“Tão inteligente, acabou com a vida!”
Essa foi uma das primeiras frases que me lembro de ter ouvido, quando se tornou público o fato de eu ter engravidado aos 17.
Naquela época, tudo o que eu tinha era uma violenta força dentro de mim pra mostrar ao mundo o equívoco nessa sentença.
A sentença vem da ideia de que as mulheres são socialmente descartáveis e só podem construir coisas até tornarem-se mães. Após esse momento, acontece a morte pra sociedade e a gente renasce como uma espécie de ser mítico, guardião, que está sentenciado a unicamente cuidar do outro ser.
Imaginem que, de maneira geral, quando a sociedade elabora dessa maneira ela considera descartável a energia criativa e a participação social de metade da população do mundo (as pessoas aptas a gerar vida).
A sociedade e seus mecanismos, a partir dessa sentença, tornam a nossa vida uma profecia que se auto-cumpre. O estigma do “Você desperdiçou sua vida” recai sobre a gente, através dos olhares, dos julgamentos e do “Quem pariu Mateus que embale”. Tudo isso se traduz em desprezo, pena e em formas reais de criar mais dificuldades do que as realmente necessárias.
Dificuldades que levam as mães adolescentes a estagnarem, cumprindo assim a profecia. Aliás, sobre Mateus e sobre embalar, esse é um dos caminhos mais curtos para a exclusão da vida em sociedade de uma mãe adolescente.
Embalar Mateus, quando você engravida na adolescência, raramente é visto como um ato de carinho, de cuidado espontâneo, uma etapa a se curtir. A mãe adolescente geralmente é penalizada com essa frase e com essa atitude. Embalar, quer dizer que você não pode mais ter amigos, embalar quer dizer que não pode mais frequentar a escola, embalar quer dizer que se você fez a “besteira”, agora aguenta!
Eu, por minha vez, com toda energia de uma menina de 17 que pensava e sonhava muito alto, escolhi a abnegação. Me retirei da vida social, porque com essa etiqueta de “MÃE ADOLESCENTE” colada na minha testa seria impossível alcançar os sonhos, cuidar de uma criança e ainda ter uma vida.
E olha que, seja como for, eu contei com ajuda! Minha rotina durante muito tempo foi cuidar da minha criança, trabalhar e estudar entre 00:00 e 6:00 para o vestibular. Pouco sono, nada de gente…
Dependendo de quem você é, talvez você tenha chegado aqui ainda pensando: Sinto muito querida, “Mas quem pariu Mateus que balance”. Não me surpreende. Já ouvi mulheres que foram mães na “idade adequada” e que contam com suas próprias mães para ajudar na criação dizendo “É muito fácil fazer e jogar nas costas da mãe”.
Aqui é que começa a virada pra mim. Hoje, já chegando aos 30, no Doutorado e casada eu ainda conto com uma rede. Eu aprendi o significado daquele ditado: “É preciso uma aldeia pra educar uma criança”. Ele quer dizer, mais ou menos, que nenhuma mãe embala Mateus sozinho, tenha ela sido mãe aos 17, aos 28 ou aos 45.

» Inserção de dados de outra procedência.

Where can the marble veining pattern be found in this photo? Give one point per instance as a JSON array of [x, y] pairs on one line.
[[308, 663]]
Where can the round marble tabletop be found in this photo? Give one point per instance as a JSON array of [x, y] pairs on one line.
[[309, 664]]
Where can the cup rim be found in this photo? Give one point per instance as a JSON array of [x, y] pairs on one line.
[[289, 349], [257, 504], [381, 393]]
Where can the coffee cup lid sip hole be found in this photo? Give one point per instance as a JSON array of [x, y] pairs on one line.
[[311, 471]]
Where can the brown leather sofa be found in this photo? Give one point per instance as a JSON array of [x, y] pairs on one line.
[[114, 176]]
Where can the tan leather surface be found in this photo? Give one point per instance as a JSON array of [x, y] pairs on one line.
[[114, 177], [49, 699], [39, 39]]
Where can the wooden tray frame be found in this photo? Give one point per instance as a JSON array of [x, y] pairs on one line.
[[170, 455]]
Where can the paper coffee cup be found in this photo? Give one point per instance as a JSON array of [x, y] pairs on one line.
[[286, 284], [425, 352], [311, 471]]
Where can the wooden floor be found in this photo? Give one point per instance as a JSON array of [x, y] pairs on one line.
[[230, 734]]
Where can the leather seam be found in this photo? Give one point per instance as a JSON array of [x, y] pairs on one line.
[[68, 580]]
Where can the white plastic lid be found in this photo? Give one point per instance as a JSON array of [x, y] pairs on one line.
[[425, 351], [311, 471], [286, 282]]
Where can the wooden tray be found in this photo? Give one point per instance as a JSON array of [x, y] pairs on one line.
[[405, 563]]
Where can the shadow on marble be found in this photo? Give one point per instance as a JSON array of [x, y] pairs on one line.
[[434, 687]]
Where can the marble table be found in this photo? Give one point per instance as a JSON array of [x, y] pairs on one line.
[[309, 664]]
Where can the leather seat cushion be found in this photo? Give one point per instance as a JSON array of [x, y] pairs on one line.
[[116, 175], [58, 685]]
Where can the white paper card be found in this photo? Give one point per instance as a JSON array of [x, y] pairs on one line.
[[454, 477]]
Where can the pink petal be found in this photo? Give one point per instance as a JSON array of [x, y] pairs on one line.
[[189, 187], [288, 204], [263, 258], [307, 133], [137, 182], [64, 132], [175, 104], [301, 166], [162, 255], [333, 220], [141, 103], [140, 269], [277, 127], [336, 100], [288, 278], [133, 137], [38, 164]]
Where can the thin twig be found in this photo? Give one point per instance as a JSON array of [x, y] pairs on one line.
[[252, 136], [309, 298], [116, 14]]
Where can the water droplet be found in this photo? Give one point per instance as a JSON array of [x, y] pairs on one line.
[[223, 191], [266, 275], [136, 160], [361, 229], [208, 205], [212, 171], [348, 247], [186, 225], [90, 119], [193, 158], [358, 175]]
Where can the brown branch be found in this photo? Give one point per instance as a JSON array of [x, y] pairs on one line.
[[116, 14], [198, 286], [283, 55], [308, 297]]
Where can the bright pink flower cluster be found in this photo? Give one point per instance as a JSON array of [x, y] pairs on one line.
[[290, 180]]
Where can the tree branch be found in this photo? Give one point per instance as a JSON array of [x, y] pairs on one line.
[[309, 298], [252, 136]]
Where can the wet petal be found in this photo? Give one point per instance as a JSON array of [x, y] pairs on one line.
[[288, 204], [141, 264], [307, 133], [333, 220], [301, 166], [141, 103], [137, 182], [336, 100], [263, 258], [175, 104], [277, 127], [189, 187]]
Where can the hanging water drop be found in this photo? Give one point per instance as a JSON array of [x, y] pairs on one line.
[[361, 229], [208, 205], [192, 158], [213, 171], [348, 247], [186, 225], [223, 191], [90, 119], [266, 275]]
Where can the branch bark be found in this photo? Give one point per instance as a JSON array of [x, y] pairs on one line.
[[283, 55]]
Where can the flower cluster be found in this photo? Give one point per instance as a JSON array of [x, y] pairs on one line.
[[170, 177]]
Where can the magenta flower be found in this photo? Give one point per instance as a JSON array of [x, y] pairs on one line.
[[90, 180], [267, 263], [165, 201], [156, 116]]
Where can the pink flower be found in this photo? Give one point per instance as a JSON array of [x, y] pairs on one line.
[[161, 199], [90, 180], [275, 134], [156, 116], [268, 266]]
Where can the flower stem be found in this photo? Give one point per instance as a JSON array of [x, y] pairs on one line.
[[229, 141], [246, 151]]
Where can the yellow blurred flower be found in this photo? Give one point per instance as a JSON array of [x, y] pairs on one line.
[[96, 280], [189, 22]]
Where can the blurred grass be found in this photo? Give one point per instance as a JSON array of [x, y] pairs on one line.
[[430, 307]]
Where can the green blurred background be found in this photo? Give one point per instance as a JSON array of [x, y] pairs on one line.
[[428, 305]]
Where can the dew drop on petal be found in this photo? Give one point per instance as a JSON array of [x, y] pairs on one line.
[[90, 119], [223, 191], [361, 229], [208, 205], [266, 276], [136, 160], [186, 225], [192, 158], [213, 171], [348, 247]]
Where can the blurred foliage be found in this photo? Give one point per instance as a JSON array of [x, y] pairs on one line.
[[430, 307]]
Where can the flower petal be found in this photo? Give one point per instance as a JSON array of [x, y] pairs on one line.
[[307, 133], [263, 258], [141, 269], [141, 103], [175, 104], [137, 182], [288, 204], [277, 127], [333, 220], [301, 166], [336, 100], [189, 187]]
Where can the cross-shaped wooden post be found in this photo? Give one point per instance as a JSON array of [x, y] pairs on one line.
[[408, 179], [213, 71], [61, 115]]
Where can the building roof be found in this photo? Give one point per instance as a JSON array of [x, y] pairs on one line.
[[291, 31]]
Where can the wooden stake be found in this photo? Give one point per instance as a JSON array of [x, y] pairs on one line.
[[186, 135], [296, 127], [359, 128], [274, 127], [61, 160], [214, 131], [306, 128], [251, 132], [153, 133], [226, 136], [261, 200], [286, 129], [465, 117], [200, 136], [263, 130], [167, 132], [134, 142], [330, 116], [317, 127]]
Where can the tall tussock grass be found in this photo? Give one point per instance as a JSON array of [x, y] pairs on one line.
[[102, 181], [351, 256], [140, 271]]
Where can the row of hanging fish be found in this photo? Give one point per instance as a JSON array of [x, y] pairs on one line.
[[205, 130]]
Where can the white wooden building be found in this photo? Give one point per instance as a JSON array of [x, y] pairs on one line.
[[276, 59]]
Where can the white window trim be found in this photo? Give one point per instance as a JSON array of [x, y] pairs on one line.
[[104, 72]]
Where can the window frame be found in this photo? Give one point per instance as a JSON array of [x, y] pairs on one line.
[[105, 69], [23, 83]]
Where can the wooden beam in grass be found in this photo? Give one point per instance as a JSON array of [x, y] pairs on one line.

Uma criança, em qualquer contexto saudável de criação e educação precisa de uma rede. Só adulta eu descobri isso. Agora olhem só vocês: se até mesmo mulheres adultas precisam de ajuda, porque nós, mães adolescentes recebemos a maldita sentença?

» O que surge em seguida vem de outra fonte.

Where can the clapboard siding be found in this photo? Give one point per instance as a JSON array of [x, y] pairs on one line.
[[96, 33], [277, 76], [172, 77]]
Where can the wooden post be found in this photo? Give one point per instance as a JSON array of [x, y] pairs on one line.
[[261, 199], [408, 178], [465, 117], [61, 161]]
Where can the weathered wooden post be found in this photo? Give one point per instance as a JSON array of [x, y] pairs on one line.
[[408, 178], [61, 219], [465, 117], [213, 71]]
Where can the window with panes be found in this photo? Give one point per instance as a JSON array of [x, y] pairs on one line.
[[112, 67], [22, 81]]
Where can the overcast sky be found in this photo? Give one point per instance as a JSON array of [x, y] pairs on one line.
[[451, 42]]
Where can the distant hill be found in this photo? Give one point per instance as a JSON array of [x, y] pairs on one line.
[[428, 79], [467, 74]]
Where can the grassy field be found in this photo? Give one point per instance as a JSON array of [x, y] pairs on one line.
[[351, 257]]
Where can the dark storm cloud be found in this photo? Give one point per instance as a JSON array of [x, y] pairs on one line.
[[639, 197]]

A sociedade quer nos punir, quer nos penalizar por termos aberto nossas pernas, quer dificultar nosso caminhar pra possamos pagar pelo nosso pecado.
Se eu pudesse falar com a Thayara de 17 eu diria que “É preciso uma aldeia inteira pra criar uma criança”.
Se a Thayara de 17 pudesse mudar a sociedade ela diria: “Não nos colem uma etiqueta”
A Thayara de 28 escreveu tudo isso só pra dizer: Não abram mão dos sonhos, dos desejos e da vida. Resistam. Em algum momento a mágica acontece. Você deixa de resistir e começa a viver.
Autora: Meu nome é Thayara, tenho 28 anos e moro na zona norte do Rio de Janeiro. Sou formada em História, tenho mestrado em Educação Antirracista, e sigo, agora, na mesma área no doutorado, todos pela UFRJ. Sou uma mãe, doutoranda, militante… Tentando evitar o caos, girando um prato de cada vez…às vezes dois!